"El objetivo de este diálogo es claro: permitir que el pueblo congoleño no se limite ya a reaccionar ante las sucesivas manifestaciones de nuestras crisis, sino tratar por fin sus causas profundas", afirmó Tshisekedi en un discurso a la nación la pasada noche.
El diálogo nacional tendrá una duración "máxima" de tres meses y empezará con "consultas" en las 26 provincias del país antes de los encuentros nacionales en la capital, Kinsasa, que desembocarán en la adopción de un "pacto" y una "estrategia de aplicación", detalló en un comunicado la Presidencia.
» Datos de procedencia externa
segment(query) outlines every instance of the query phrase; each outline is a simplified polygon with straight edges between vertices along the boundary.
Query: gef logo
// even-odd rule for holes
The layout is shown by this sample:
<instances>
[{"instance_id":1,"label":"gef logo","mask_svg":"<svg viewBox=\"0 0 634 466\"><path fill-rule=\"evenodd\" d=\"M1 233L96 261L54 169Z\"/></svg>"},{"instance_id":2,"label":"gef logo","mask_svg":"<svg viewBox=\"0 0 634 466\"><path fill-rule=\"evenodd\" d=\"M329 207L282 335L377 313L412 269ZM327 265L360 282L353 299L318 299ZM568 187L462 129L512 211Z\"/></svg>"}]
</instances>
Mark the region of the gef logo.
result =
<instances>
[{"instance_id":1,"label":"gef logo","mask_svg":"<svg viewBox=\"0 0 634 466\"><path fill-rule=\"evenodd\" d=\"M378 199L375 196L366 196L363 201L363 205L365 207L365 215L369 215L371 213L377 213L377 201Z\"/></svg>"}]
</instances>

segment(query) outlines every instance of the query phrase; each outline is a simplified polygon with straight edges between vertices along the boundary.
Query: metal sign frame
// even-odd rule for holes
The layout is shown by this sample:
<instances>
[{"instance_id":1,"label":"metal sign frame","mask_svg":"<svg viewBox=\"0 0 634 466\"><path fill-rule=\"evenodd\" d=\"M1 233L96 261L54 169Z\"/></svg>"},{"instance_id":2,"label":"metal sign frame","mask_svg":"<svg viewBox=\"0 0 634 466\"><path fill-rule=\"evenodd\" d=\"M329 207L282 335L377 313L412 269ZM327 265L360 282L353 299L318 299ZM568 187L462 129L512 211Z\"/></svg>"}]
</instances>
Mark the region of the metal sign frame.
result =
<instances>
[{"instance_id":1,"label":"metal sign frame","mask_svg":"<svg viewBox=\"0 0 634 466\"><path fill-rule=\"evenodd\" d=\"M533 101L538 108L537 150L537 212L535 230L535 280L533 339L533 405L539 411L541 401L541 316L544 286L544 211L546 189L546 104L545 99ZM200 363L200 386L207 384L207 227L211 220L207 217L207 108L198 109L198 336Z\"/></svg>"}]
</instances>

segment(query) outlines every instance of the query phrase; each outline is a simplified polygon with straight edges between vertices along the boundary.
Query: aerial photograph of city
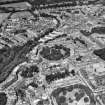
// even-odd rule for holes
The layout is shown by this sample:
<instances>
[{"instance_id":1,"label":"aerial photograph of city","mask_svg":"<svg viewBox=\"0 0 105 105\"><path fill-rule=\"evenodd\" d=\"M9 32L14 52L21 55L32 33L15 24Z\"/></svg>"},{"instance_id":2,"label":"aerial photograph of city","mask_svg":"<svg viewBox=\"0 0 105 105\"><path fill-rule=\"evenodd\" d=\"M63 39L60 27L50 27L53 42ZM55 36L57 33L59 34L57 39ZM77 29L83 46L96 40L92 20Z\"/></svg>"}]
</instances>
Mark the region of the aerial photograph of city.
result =
<instances>
[{"instance_id":1,"label":"aerial photograph of city","mask_svg":"<svg viewBox=\"0 0 105 105\"><path fill-rule=\"evenodd\" d=\"M0 0L0 105L105 105L105 0Z\"/></svg>"}]
</instances>

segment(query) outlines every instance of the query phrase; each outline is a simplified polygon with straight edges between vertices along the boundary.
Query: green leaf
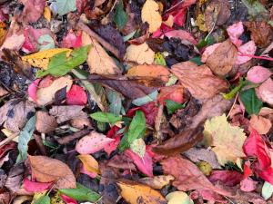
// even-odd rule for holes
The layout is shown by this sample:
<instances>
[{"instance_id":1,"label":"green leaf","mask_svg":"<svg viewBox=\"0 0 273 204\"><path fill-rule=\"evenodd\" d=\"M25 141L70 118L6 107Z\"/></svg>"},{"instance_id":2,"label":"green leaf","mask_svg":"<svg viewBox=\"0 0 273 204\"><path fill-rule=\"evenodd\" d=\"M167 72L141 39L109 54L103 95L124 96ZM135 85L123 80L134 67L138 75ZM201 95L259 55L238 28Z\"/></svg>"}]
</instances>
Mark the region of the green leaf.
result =
<instances>
[{"instance_id":1,"label":"green leaf","mask_svg":"<svg viewBox=\"0 0 273 204\"><path fill-rule=\"evenodd\" d=\"M63 76L69 73L73 68L85 63L87 59L90 45L82 46L72 51L69 58L66 58L66 53L63 52L55 54L50 58L46 70L39 70L36 73L36 77L43 77L47 74L53 76Z\"/></svg>"},{"instance_id":2,"label":"green leaf","mask_svg":"<svg viewBox=\"0 0 273 204\"><path fill-rule=\"evenodd\" d=\"M116 23L118 29L122 30L128 21L128 15L124 11L123 0L119 1L119 4L116 7L116 13L114 15L114 22Z\"/></svg>"},{"instance_id":3,"label":"green leaf","mask_svg":"<svg viewBox=\"0 0 273 204\"><path fill-rule=\"evenodd\" d=\"M249 115L258 114L263 107L263 102L257 97L254 88L241 92L240 99Z\"/></svg>"},{"instance_id":4,"label":"green leaf","mask_svg":"<svg viewBox=\"0 0 273 204\"><path fill-rule=\"evenodd\" d=\"M76 0L56 0L56 5L59 15L76 10Z\"/></svg>"},{"instance_id":5,"label":"green leaf","mask_svg":"<svg viewBox=\"0 0 273 204\"><path fill-rule=\"evenodd\" d=\"M21 131L18 138L18 151L19 155L17 157L16 162L19 163L24 161L27 157L27 143L32 138L32 134L35 128L36 122L36 116L31 117L26 124L25 125L24 129Z\"/></svg>"},{"instance_id":6,"label":"green leaf","mask_svg":"<svg viewBox=\"0 0 273 204\"><path fill-rule=\"evenodd\" d=\"M99 194L79 183L76 184L76 189L62 189L59 191L77 201L96 202L100 198Z\"/></svg>"},{"instance_id":7,"label":"green leaf","mask_svg":"<svg viewBox=\"0 0 273 204\"><path fill-rule=\"evenodd\" d=\"M42 196L34 204L50 204L50 198L48 195Z\"/></svg>"},{"instance_id":8,"label":"green leaf","mask_svg":"<svg viewBox=\"0 0 273 204\"><path fill-rule=\"evenodd\" d=\"M166 107L168 114L174 113L178 109L185 108L185 104L181 104L171 100L165 100L165 102L166 102Z\"/></svg>"},{"instance_id":9,"label":"green leaf","mask_svg":"<svg viewBox=\"0 0 273 204\"><path fill-rule=\"evenodd\" d=\"M268 199L272 196L272 193L273 193L273 185L265 181L263 188L262 188L262 197L265 199Z\"/></svg>"},{"instance_id":10,"label":"green leaf","mask_svg":"<svg viewBox=\"0 0 273 204\"><path fill-rule=\"evenodd\" d=\"M97 121L108 122L110 124L115 124L116 121L120 121L122 119L121 116L116 116L112 112L97 112L92 113L90 114L90 117Z\"/></svg>"}]
</instances>

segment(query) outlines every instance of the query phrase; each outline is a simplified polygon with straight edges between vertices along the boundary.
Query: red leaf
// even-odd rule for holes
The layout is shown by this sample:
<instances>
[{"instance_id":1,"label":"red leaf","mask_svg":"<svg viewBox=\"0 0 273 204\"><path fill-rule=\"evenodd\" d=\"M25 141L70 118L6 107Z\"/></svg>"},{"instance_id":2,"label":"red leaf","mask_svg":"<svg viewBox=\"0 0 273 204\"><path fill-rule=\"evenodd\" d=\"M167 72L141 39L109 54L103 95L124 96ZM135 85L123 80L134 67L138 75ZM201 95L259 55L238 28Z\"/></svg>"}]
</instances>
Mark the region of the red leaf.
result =
<instances>
[{"instance_id":1,"label":"red leaf","mask_svg":"<svg viewBox=\"0 0 273 204\"><path fill-rule=\"evenodd\" d=\"M236 170L214 170L208 177L211 182L221 181L226 186L233 187L243 180L243 174Z\"/></svg>"},{"instance_id":2,"label":"red leaf","mask_svg":"<svg viewBox=\"0 0 273 204\"><path fill-rule=\"evenodd\" d=\"M47 189L52 183L42 183L31 181L28 179L25 179L23 182L23 188L28 192L41 192Z\"/></svg>"},{"instance_id":3,"label":"red leaf","mask_svg":"<svg viewBox=\"0 0 273 204\"><path fill-rule=\"evenodd\" d=\"M66 93L66 103L68 105L85 105L87 102L87 95L85 90L78 85L72 85Z\"/></svg>"},{"instance_id":4,"label":"red leaf","mask_svg":"<svg viewBox=\"0 0 273 204\"><path fill-rule=\"evenodd\" d=\"M145 152L143 158L140 158L137 154L130 150L126 150L125 154L134 160L134 163L142 173L147 175L148 177L153 177L153 160L147 152Z\"/></svg>"}]
</instances>

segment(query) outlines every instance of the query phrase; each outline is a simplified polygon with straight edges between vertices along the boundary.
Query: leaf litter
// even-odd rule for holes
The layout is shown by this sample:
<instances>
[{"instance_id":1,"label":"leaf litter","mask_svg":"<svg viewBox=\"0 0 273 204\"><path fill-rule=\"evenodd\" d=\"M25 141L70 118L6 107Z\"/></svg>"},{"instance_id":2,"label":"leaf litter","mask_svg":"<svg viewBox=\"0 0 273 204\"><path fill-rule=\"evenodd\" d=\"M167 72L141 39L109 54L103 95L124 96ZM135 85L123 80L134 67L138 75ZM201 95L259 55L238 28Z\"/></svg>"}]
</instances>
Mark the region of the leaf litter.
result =
<instances>
[{"instance_id":1,"label":"leaf litter","mask_svg":"<svg viewBox=\"0 0 273 204\"><path fill-rule=\"evenodd\" d=\"M0 202L273 202L269 0L0 0Z\"/></svg>"}]
</instances>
Las conversaciones tendrán unas "líneas rojas claras", al no incluir a los actores armados que "ocupan una parte del territorio nacional o actúan al servicio de una potencia extranjera", precisó Tshisekedi, en referencia al grupo rebelde Movimiento 23 de Marzo (M23), que combate contra el Ejército en el este congoleño, con el apoyo de la vecina Ruanda.
"El diálogo no constituirá ni una negociación con el agresor o sus colaboradores ni un medio encubierto para cuestionar la decisión soberana del pueblo expresada en las urnas", aseveró el mandatario.
Tshisekedi también descartó la concesión de cualquier "amnistía general", al destacar que "la paz no puede significar impunidad" para "los crímenes de guerra, los crímenes contra la humanidad, los actos de genocidio, las violencias sexuales graves y otros crímenes imprescriptibles".
Para facilitar el diálogo, el dirigente anunció medidas para "fomentar la confianza y aliviar la crispación política".
Thisekedi hizo este anuncio después de la escalada de la tensión y la división política en el país por el rechazo de la oposición, la sociedad civil y la Iglesia católica contra una ley de referéndum validada recientemente por el Tribunal Constitucional y que abre la puerta a una reforma de la carta magna que permitiría ampliar los mandatos presidenciales más allá del límite constitucional de dos.
La corte validó el pasado julio esa ley, impulsada por el propio Tshisekedi, si bien el presidente la reenvió en agosto al Parlamento para un nuevo debate.
En el poder desde 2019, tras ganar los comicios de 2018, Tshisekedi se mostró el pasado mayo abierto a buscar un tercer mandato en las elecciones generales de 2028 si el pueblo así lo quiere.
La RDC se ha visto inmersa en los últimos años en un debate sobre una posible reforma constitucional que, según la ley congoleña, requeriría la celebración de un referéndum convocado por el presidente o la aprobación de una ley con una mayoría parlamentaria de tres quintos.
El diálogo nacional anunciado por Tshisekedi también se celebrará bajo la sombra del conflicto en el este congoleño, que se agravó a finales de enero de 2025, cuando el M23 tomó el control de Goma, capital de la provincia de Kivu del Norte, y, semanas después, de Bukavu, capital de la vecina Kivu del Sur.
El este de la RDC, rico en minerales esenciales para la industria tecnológica, vive desde 1998 un conflicto alimentado por grupos rebeldes y el Ejército, pese al despliegue de la misión de la ONU en la RDC (MONUSCO).